Boopathy, R. and M. Doolittle. Paper entitled "Use of Natural Products to Control Gut Endosymbiotic Microbes in Formosan Subterranean Termite," presented at the 106th American Society for Microbiology Conference, Orlando, FL. May 21-25, 2006.

Cornelius, M.L. and W.L. Osbrink. Oral presentation entitled: Interactions among Formosan subterranean termite colonies in City Park, New Orleans. Annual Meeting of the Entomological Society of America. Ft. Lauderdale, FL. December 15-18, 2005.

Osbrink, W. and F. Guillot. Invited presentation of a paper entitled, "Effect of Katrina flooding on management of the Formosan Subterranean termite," for symposium entitled, "Katrina, Rita et al.: The 2005 Hurricane Season and its effect on entomology," at the 2005 Entomological Society of America, Fort Lauderdale, FL.

Meepagala, K., W. Osbrink, G. Strurtz, A. Lax, and S. Duke. Presentation entitled, "Natural Products against Formosan Subterranean Termites (Coptotermes formosanus)" at the 229th American Chemical Society National Meeting, San Diego, CA 2005.

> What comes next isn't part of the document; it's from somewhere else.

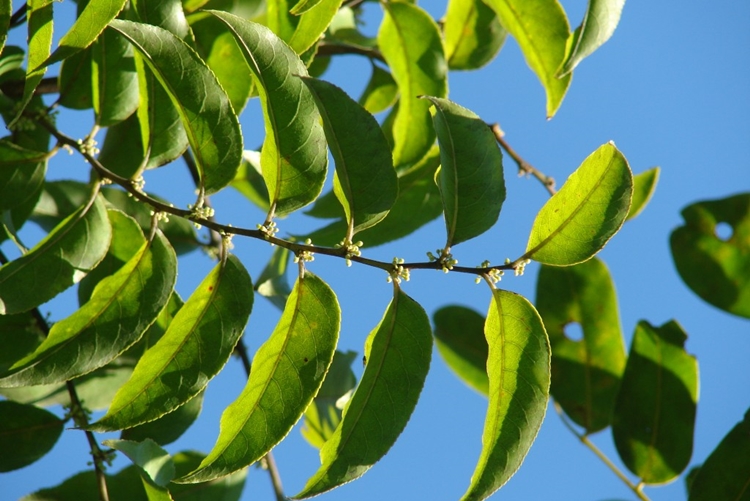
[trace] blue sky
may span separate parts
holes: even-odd
[[[65,2],[69,3],[69,2]],[[563,2],[571,24],[578,24],[584,2]],[[433,16],[444,1],[421,2]],[[57,6],[56,6],[57,8]],[[64,7],[63,7],[64,8]],[[366,30],[377,30],[377,7]],[[689,335],[687,349],[700,364],[694,453],[701,463],[750,406],[750,322],[704,303],[682,283],[669,253],[669,233],[681,224],[680,210],[697,200],[750,191],[750,3],[628,2],[614,37],[576,69],[572,86],[557,116],[544,116],[544,93],[526,67],[517,45],[509,40],[500,55],[479,72],[451,73],[450,98],[488,122],[499,122],[508,141],[529,162],[555,177],[558,184],[606,141],[613,140],[634,172],[661,166],[656,194],[646,211],[628,222],[601,252],[616,284],[626,346],[635,324],[645,319],[661,325],[678,320]],[[358,96],[369,76],[369,63],[342,57],[323,77]],[[64,116],[65,113],[63,112]],[[64,131],[83,136],[92,117],[75,114]],[[258,144],[262,122],[257,106],[242,117],[246,144]],[[55,178],[88,176],[76,157],[58,155],[50,169]],[[457,246],[461,264],[494,262],[522,254],[531,223],[547,194],[533,179],[518,178],[515,165],[505,162],[508,197],[497,226],[482,237]],[[193,201],[190,179],[179,163],[147,177],[148,188],[177,205]],[[174,194],[170,190],[181,187]],[[227,190],[228,191],[228,190]],[[254,227],[263,215],[239,195],[215,197],[217,219]],[[309,219],[280,223],[282,234],[306,228]],[[313,221],[313,223],[315,223]],[[33,231],[28,238],[34,238]],[[392,245],[363,249],[366,256],[390,261],[394,256],[422,260],[425,252],[444,242],[437,220]],[[270,249],[257,241],[236,238],[235,252],[252,276],[260,273]],[[7,250],[7,244],[3,249]],[[193,253],[180,263],[178,290],[189,295],[212,263]],[[309,269],[336,291],[343,311],[342,349],[361,353],[365,336],[377,324],[390,299],[385,274],[319,256]],[[508,276],[499,284],[533,300],[538,266],[523,277]],[[471,277],[422,271],[412,273],[404,290],[429,314],[446,304],[463,304],[483,314],[489,304],[484,285]],[[53,319],[75,308],[66,294],[43,307]],[[251,350],[273,329],[278,312],[257,298],[247,328]],[[356,365],[356,364],[355,364]],[[360,368],[356,368],[360,371]],[[231,360],[209,384],[198,423],[170,452],[207,452],[218,434],[222,409],[245,383],[242,368]],[[391,452],[363,478],[325,495],[329,500],[457,499],[468,486],[481,447],[486,400],[446,368],[435,352],[430,374],[409,425]],[[107,438],[107,437],[102,437]],[[618,465],[609,430],[594,442]],[[295,427],[275,450],[287,494],[298,492],[318,466],[317,451]],[[55,485],[85,468],[88,461],[82,433],[67,431],[52,453],[25,469],[0,475],[0,498],[16,499]],[[126,465],[118,460],[114,470]],[[622,466],[621,466],[622,467]],[[647,488],[653,500],[685,499],[682,478]],[[580,445],[550,409],[537,441],[519,472],[493,499],[634,499],[594,455]],[[251,467],[243,500],[273,499],[266,472]]]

Lax, A.R. Oral presentation entitled: Operation Full Stop: Implementation of area-wide IPM for control of Coptotermes formosanus (Isoptera: Rhinotermitidae) in New Orleans, LA. Annual Meeting of the Entomological Society of America. Ft Lauderdale, FL. December 15-18, 2005.

Fink, T., L. Gui, Y. Wang, Z. Cao, A. Jaiswal, O. Tahaineh, A. Kapoor, R. Hasse, A. Lax, and J. Seiner. Oral presentation entitled: Comparative analysis of head-banging behavior in Reticulitermes flavipes and Coptotermes formosanus using high speed-imaging and accompanying acoustic data. Annual Meeting of the Entomological Society of America. Ft Lauderdale, FL. December 15-18, 2005.

Review Publications
Osbrink, W.L., Cornelius, M.L., Lax, A.R. 2005. Effect of imidacloprid soil treatments on the occurrence of formosan subterranean termites, coptotermes formosanus shiraki (isoptera: rhinotermitidae), in independent monitors. Journal of Economic Entomology. 98(6):2160-2168.

Carta, L.K., Osbrink, W.L. 2005. Rhabditis rainai n. sp.(nematoda: rhabditida) associated with the formosan subterranean termite, coptotermes formosanus (isoptera: rhinotermitidae). Nematology. 7(6):863-879.